Polynomial Factorization and Its Applications

Abstract

Polynomial representations which represent a set by a polynomial over a ring~$\Z_{\sigma}$ for a composite integer~$\sigma$ enable us to construct efficient private set operation protocols by combining with some additive homomorphic encryption scheme. However, a polynomial representation has a limitation due to the hardness of polynomial factorizations over $\Z_{\sigma}$. It makes hard to recover a corresponding set from a resulting polynomial in some private set operation protocols.

We provide two representations of a set by a polynomial over $\Z_{\sigma}$ which enable us to uniquely factorize a polynomial satisfying some criteria. The first suggestion works on a ring $\Z_{N}$ for RSA modulus $N$, a message space of Paillier encryption. To do this, we mediate between sizes of modulus $N$ and elements in the domain so that each element in the domain is to be a small root of a certain polynomial over $ \Z_{\sigma}$ and apply Coppersmith small root finding algorithm.

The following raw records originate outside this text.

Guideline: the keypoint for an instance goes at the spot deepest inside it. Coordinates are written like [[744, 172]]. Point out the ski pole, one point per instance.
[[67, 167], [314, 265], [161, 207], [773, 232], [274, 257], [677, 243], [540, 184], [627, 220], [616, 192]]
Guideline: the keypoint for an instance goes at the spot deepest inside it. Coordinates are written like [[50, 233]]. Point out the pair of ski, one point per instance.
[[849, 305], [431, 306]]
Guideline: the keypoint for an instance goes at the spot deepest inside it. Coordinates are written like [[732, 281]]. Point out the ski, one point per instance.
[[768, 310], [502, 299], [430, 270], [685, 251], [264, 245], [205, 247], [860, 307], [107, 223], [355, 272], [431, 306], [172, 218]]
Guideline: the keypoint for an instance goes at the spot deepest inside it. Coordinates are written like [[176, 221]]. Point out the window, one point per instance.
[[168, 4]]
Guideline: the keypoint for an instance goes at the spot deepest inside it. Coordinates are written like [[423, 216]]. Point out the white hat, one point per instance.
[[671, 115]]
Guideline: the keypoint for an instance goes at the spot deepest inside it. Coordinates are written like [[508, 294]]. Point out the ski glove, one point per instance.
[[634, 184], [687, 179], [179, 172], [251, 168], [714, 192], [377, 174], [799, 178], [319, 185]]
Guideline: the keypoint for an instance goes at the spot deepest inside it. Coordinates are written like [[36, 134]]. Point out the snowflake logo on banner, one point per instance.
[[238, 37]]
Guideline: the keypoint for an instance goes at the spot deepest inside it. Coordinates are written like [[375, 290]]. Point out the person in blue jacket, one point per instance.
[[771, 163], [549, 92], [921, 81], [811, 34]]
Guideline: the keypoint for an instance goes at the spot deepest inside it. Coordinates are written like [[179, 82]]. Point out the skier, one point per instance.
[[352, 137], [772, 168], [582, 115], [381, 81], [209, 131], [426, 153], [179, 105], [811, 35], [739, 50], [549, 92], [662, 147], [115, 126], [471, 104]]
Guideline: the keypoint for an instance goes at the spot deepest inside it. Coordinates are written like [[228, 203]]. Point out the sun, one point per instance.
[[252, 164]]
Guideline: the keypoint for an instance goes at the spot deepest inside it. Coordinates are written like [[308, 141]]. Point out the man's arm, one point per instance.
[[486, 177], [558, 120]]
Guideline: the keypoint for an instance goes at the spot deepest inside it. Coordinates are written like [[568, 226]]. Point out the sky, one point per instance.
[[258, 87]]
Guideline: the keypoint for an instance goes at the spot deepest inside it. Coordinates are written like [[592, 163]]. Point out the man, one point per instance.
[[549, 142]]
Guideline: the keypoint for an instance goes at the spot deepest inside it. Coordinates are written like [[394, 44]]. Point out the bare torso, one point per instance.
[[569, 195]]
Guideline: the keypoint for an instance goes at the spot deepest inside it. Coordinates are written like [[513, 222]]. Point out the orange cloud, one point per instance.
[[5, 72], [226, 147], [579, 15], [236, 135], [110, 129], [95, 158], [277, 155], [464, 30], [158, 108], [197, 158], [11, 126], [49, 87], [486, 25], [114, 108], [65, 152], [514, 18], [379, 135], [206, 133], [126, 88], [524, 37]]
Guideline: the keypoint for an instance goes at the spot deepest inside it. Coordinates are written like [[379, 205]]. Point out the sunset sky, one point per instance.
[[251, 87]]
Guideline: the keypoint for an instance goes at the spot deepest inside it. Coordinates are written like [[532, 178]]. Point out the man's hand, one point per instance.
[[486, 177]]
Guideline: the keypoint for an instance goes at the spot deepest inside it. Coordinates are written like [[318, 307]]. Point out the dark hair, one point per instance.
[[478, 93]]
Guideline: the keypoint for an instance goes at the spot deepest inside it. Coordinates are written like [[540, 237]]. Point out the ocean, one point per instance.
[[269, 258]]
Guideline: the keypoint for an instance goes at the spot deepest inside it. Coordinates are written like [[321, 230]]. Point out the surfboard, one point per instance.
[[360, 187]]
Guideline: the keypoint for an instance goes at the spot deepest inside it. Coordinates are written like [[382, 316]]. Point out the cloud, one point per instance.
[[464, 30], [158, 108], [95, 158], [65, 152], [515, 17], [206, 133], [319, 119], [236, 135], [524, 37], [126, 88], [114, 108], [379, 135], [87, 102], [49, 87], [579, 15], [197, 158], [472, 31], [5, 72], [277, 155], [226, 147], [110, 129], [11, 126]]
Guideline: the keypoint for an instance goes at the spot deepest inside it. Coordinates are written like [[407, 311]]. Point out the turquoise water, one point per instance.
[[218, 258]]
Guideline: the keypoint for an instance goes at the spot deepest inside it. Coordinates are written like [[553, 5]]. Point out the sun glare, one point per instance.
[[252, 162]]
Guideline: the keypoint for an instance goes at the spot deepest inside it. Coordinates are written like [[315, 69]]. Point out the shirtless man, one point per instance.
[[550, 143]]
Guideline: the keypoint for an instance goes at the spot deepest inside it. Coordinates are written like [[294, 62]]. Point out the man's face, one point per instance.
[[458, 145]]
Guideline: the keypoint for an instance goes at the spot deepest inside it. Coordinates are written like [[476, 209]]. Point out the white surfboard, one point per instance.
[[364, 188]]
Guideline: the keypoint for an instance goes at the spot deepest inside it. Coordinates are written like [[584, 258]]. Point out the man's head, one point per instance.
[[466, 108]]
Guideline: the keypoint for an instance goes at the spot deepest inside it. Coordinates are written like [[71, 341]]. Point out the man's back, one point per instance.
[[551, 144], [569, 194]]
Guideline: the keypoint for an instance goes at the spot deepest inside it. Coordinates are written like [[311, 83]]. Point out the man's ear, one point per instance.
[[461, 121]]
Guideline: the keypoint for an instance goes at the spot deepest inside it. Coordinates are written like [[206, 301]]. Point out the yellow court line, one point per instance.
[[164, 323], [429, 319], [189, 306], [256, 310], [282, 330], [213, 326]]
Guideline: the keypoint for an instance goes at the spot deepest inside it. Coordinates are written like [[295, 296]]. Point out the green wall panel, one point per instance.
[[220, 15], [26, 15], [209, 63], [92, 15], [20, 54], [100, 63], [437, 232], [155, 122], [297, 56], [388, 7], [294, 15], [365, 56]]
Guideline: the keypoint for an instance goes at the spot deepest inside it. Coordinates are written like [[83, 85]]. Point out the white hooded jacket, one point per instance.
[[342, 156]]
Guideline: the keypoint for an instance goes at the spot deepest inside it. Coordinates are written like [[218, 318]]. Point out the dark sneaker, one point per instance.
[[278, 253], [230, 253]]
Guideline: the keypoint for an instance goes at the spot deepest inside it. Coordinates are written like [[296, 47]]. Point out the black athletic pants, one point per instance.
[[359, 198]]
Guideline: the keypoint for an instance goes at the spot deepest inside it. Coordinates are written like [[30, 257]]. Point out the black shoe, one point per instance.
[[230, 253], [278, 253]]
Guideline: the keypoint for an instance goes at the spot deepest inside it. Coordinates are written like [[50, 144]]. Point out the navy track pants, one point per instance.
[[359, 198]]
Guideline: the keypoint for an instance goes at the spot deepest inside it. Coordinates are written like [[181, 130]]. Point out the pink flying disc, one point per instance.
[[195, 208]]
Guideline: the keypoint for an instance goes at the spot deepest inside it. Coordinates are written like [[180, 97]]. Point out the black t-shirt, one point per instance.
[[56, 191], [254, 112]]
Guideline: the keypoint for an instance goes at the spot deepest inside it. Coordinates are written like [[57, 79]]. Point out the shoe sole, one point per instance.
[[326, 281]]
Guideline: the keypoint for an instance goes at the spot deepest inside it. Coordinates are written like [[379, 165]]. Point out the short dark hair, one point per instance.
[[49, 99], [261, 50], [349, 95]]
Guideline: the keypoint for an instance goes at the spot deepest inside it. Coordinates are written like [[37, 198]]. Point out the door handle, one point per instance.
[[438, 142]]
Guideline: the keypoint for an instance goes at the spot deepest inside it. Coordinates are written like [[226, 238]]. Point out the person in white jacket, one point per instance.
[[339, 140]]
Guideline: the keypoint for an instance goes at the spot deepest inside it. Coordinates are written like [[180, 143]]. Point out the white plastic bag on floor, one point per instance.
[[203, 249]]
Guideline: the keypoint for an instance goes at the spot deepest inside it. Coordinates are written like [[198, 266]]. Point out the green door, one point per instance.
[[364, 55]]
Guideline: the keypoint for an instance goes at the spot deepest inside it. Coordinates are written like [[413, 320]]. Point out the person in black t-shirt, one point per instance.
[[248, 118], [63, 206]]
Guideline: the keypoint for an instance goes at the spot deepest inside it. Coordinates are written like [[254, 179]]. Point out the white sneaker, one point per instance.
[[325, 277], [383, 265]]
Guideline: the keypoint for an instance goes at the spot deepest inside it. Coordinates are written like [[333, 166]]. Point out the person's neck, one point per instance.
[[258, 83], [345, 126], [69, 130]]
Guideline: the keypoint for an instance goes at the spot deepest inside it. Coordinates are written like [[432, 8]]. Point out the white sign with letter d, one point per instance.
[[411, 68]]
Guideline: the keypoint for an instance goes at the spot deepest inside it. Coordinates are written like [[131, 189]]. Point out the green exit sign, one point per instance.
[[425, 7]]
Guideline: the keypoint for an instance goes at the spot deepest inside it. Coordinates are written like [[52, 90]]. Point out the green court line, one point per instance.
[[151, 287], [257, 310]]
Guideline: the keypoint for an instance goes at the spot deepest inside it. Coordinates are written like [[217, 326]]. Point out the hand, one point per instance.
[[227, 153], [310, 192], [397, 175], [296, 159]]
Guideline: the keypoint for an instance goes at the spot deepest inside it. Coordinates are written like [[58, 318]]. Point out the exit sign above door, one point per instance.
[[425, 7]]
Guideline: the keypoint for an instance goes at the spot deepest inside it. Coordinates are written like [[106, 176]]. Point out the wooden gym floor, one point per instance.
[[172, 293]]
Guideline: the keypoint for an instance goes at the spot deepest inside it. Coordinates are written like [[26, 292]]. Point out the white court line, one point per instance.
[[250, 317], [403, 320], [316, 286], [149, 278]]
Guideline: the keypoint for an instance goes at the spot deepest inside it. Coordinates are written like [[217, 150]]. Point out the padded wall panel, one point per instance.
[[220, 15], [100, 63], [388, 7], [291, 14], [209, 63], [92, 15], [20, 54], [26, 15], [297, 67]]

In case of our second suggestion, it works on a ring $\Z_{\sigma}$ for a product $\sigma$ of small primes, a message space of Naccache-Stern encryption. While the factorization of $N$ is secret in Paillier encryption, the factorization of $\sigma$ is public. Hence, we can obtain many candidates of roots of polynomial using a polynomial factorization algorithm working on prime fields and Chinese remainder theorem. In our suggestion, to remove irrelevant candidates, we adopt a special encoding function which supports early abort strategy. As a result, we can efficiently recover a corresponding set from a polynomial in $\Z_{\sigma}[x]$ whose roots locates in the image of our encoding function.

As applications of our polynomial representations, we obtain a constant-round private set union protocols. Our construction improves the complexity than the previous best result without an honest majority assumption. We also consider a private set intersection protocol in storage model, in which the owners of sets and the recipients are separated.